As I became more aware of statistical analysis in baseball, I began to resent the deification of Jeter by the mass media. I’m a bit of a contrarian and the fact that Jeter was so fawned over started to turn me against him. Despite what some people would like to believe, I never actually ‘hated’ Jeter, but I probably underrated him because of that. I would focus on the fact that his defensive metrics didn’t match his reputation and that he wasn’t as good as the talking heads made him out to be. He didn’t occupy the same place in my fandom that Rivera or Bernie did.
The faces changed around the core over the next decade, but Jeter kept on keeping on. There are way too many memories to list, but I often think about his 2004. On May 19 Jeter had 183 PA and was hitting .187/.250/.265 in a season that was heading to disaster. Over his next 538 PA he hit .329/.387/.543 and salvaged a season that looked lost. And of course, he had his famous sprint/dive into the stands in the July 1 game that year, saving a game that felt like a postseason game that the Yankees would eventually win in 12 innings.
When Jeter hit .270/.340/.370 at age 36 in 2010 (an OPS+ of 90) I thought he was done. But he proceeded to hit .308/.359/.411 (OPS+ of 107) over the next two years.
I had a hard time getting into last year’s team. I never thought of myself as a fair-weather fan. I mean hell, I’m a Buffalo Bills fan and I don’t even remember the last time they had a winning record. But last year’s Yankee team wasn’t very good and didn’t hold my interest much. Is it a coincidence that they also didn’t have Jeter for almost the entire year? Their problems were larger than that, but I can’t help but think that not having him around made the team feel different.

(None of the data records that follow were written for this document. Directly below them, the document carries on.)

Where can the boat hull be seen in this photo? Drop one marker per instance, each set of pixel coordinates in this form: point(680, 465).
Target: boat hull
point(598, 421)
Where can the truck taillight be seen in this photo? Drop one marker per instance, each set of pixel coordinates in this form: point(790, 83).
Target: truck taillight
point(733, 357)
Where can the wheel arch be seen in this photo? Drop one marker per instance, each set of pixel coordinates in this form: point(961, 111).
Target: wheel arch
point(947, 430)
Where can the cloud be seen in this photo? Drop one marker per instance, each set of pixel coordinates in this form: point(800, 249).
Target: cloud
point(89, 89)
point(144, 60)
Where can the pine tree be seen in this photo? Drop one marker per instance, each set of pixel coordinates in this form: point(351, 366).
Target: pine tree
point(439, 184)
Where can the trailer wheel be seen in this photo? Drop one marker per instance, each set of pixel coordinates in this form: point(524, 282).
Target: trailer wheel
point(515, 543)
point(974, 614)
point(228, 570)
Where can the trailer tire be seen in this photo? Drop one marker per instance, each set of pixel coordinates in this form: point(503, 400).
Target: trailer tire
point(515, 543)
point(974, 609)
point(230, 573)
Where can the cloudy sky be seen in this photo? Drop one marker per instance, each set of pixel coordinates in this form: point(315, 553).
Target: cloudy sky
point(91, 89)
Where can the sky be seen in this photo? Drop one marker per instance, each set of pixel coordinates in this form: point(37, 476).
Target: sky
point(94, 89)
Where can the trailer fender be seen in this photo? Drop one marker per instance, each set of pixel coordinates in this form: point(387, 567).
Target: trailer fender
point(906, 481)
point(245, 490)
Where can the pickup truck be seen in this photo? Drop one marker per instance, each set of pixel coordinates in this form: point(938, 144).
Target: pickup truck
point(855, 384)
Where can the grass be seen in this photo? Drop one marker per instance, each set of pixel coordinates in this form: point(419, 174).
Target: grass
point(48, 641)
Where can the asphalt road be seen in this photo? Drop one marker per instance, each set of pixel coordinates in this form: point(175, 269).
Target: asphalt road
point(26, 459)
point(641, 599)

I don’t think the 2014 Yankees are a particularly good team. They can contend if a lot of stuff goes right, which could happen. One of those things would be Jeter defying his age, staying healthy and hitting well enough to compensate for his defensive limitations.
Bernie’s 2003 knee injury ended up turning him from a great player to a replacement level player and as much as I was a fan of his, it was tough to watch him at the end. Posada’s concussions cost him his job at catcher and his offense out of DH wasn’t good enough although he did end his career with a strong ALDS in a losing cause.
We were fortunate enough to see Rivera and Pettitte exit baseball while still being valuable players.
I hope we’ll get to see the same from Jeter.